Post-Reference Genome Tools

This is a great example of how evolutionary biology can help lead the rest of the GMOD community.

The concept of a reference genome has been an extremely valuable tool in model organisms. The importance of a reference genome is not diminishing, but the need for an additional framework is on the rise.

To explain this, lets contrast evolutionary and developmental biologists. Developmental biologists embrace and strive for similarity as a means of controlling experimental conditions. Inbred lines of organisms do not usually occur in nature, but are usually preferred for developmental biology work. Developmental biology has anatomy ontologies and staging series based on stereotypic progression of anatomical development in single inbred lines. Developmental biologists strive to eliminate genetic and environmental diversity in order to create controlled experimental conditions. The concept of a reference genome historically has fit very well into this paradigm.
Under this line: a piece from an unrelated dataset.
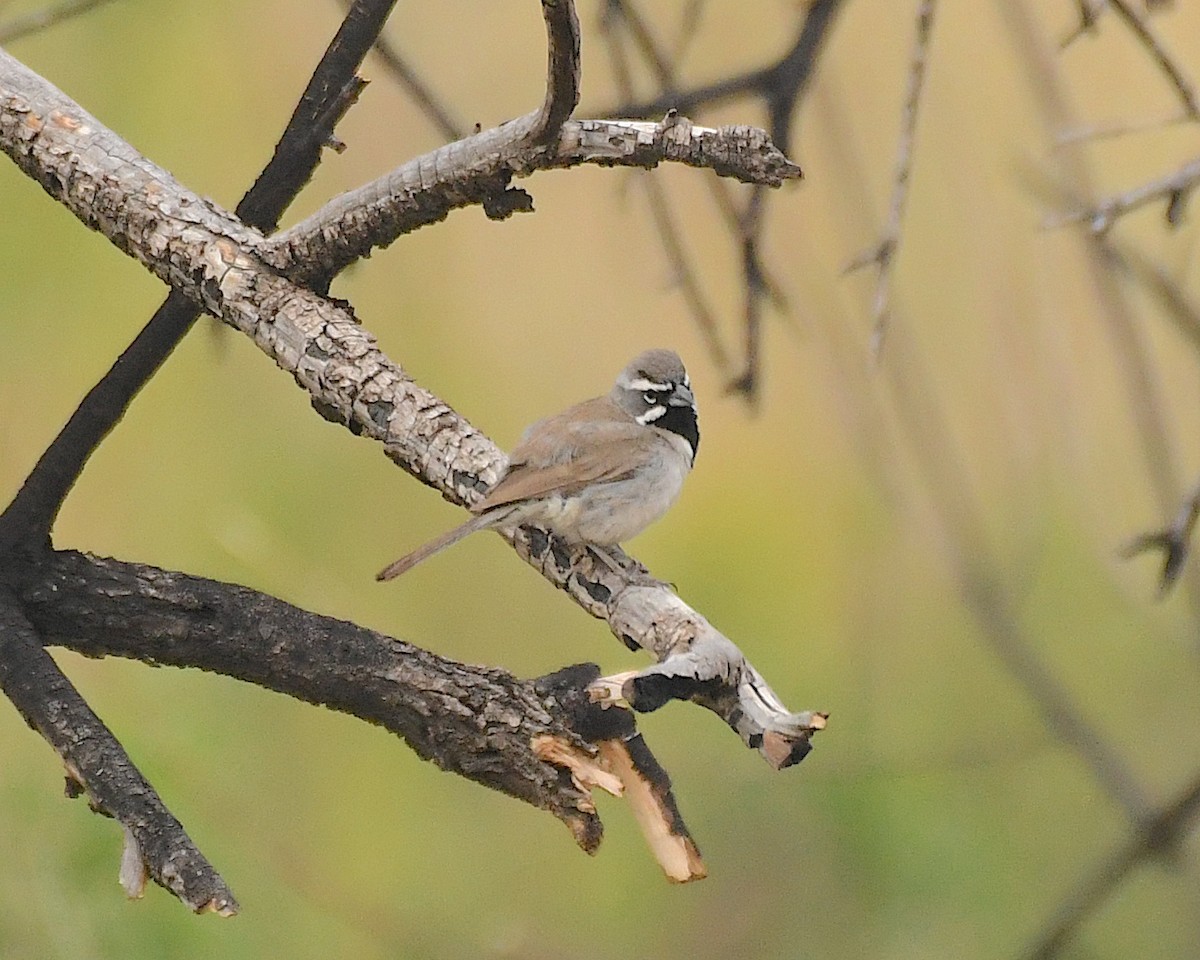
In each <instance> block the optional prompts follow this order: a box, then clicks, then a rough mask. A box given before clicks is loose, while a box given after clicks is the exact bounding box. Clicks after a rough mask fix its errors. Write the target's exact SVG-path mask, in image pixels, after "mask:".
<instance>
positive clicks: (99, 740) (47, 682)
mask: <svg viewBox="0 0 1200 960" xmlns="http://www.w3.org/2000/svg"><path fill="white" fill-rule="evenodd" d="M26 572H28V571H26ZM42 643H43V641H42V637H41V636H40V635H38V634H37V632H35V629H34V625H31V624H30V622H29V620H28V619H26V618H25V614H24V613H23V612H22V605H20V604H19V601H18V599H17V598H16V596H14V595H12V594H11V593H10V592H8V589H7V588H6V587H0V689H2V690H4V692H5V694H6V695H7V697H8V698H10V700H11V701H12V702H13V704H14V706H16V707H17V709H18V710H19V712H20V714H22V715H23V716H24V718H25V721H26V722H28V724H29V725H30V726H31V727H32V728H34V730H36V731H37V732H38V733H41V734H42V737H43V738H44V739H46V740H47V743H49V744H50V746H53V748H54V750H55V752H58V755H59V756H60V757H61V758H62V763H64V766H65V767H66V773H67V792H68V796H72V797H74V796H79V794H80V793H83V794H86V797H88V803H89V804H90V805H91V808H92V809H94V810H96V811H97V812H100V814H103V815H104V816H108V817H113V818H114V820H115V821H116V822H118V823H120V824H121V826H122V827H124V828H125V830H126V838H127V841H126V842H127V846H126V851H127V858H128V859H130V860H132V862H133V864H131V865H128V866H126V868H124V869H122V871H121V876H122V881H124V882H125V886H126V890H127V892H128V893H130V895H133V896H138V895H140V892H142V886H143V884H142V882H139V881H140V878H142V872H140V871H142V870H143V869H144V870H146V871H149V874H150V876H151V877H152V878H154V880H155V882H156V883H158V884H160V886H162V887H163V888H166V889H168V890H170V892H172V893H173V894H174V895H175V896H178V898H179V899H180V900H181V901H182V902H184V904H185V905H186V906H188V907H190V908H191V910H193V911H196V912H202V911H212V912H215V913H220V914H222V916H226V917H229V916H232V914H234V913H236V912H238V901H236V900H235V899H234V896H233V893H232V892H230V890H229V888H228V887H227V886H226V882H224V881H223V880H222V878H221V875H220V874H217V871H216V870H214V869H212V865H211V864H210V863H209V862H208V860H206V859H205V858H204V854H202V853H200V851H199V850H197V847H196V845H194V844H193V842H192V840H191V838H188V835H187V833H185V830H184V827H182V824H181V823H180V822H179V821H178V820H175V817H174V816H172V814H170V811H169V810H168V809H167V808H166V806H164V805H163V803H162V800H161V799H160V798H158V794H157V793H156V792H155V790H154V787H152V786H150V784H149V782H146V780H145V778H143V776H142V774H140V772H139V770H138V769H137V767H134V766H133V761H131V760H130V757H128V755H127V754H126V752H125V750H124V749H122V748H121V745H120V744H119V743H118V742H116V738H115V737H113V734H112V733H110V732H109V730H108V727H106V726H104V725H103V722H101V720H100V718H97V716H96V714H94V713H92V712H91V708H90V707H89V706H88V704H86V702H85V701H84V698H83V697H82V696H79V691H78V690H76V689H74V686H72V684H71V682H70V680H68V679H67V678H66V677H64V676H62V672H61V671H60V670H59V668H58V666H56V665H55V662H54V660H53V659H52V658H50V655H49V654H48V653H47V652H46V650H44V649H43V648H42Z"/></svg>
In contrast, evolutionary biologists embrace and study genetic and environmental diversity. Evolutionary biologists typically study populations rather than individual lines. They characterize and analyze differences, rather than eliminate them. For evolutionary biologists, a reference genome is much less of a central tool than it is for developmental biologists.

Second-generation sequencing now allows evolutionary biologists to exploit genomic data for populations or large numbers of individuals. It also allows every other kind of biologist to do the same. We currently have tools to show linkage disequilibrium, and genotype and allele frequencies, but these still typically show data in the context of a reference genome.

By some estimates, three years from now many projects will have thousands of full genomes. In such an environment, does the concept of a reference genome still remain relevant? How should GMOD tools change, grow, and adapt?

High-throughput Imaging / Phenotyping

Adoption of high-throughput imaging and phenotyping technologies is increasing. What software exists for working with this type of data, and how should the GMOD community participate?

Third-generation Sequencing

What challenges will the GMOD community face in handling third-generation (single-molecule) sequencing data, and how can we prepare for them? Second generation sequencing technologies typically produce many short reads at very high coverage. The high coverage is necessary to compensate for lower accuracy. Challenges with 2nd gen data include 1) dealing with the huge amount of data that comes with the high coverage, 2) distinguishing read and amplification errors from signal, and 3) assembling short reads.

Third generation technologies will have some commonalities and some key differences. First, they will continue to produce large volumes of data. The nature of the data will change significantly, though. Third generation technologies are expected to be significantly less error-prone, thus reducing the need for high coverage. This will also reduce cost and turnaround time. While the average depth of the data will decrease, the width of the data will greatly increase. The technology will enable more samples to be sequenced, and at greater accuracy. The improved accuracy and longer read length will also make assembly easier.

Areas of discussion include:

  • data modeling and storage
  • graphical visualization
  • online display and searching

Evo-Devo Support

Add the ability to compare the developmental programs between organisms at different levels: anatomy, genomics, expression patterns, gene regulatory networks and their architecture, and phenotypes. This objective, with the exception of gene regulatory networks, overlaps with several others.


Tree / Graph Visualization

GMOD's Chado database schema already includes strong support for storing trees and graphs. This capability has been in Chado since its beginning. GMOD, however, lacks visualization support for tree and graph based data. This includes phylogeny, gene orthology, lineage (anatomy and breeding), ontologies, and breeding data. Several GMOD users have developed their own visualization tools for this type of data. We could integrate one of those solutions, or an outside solution, for visualization.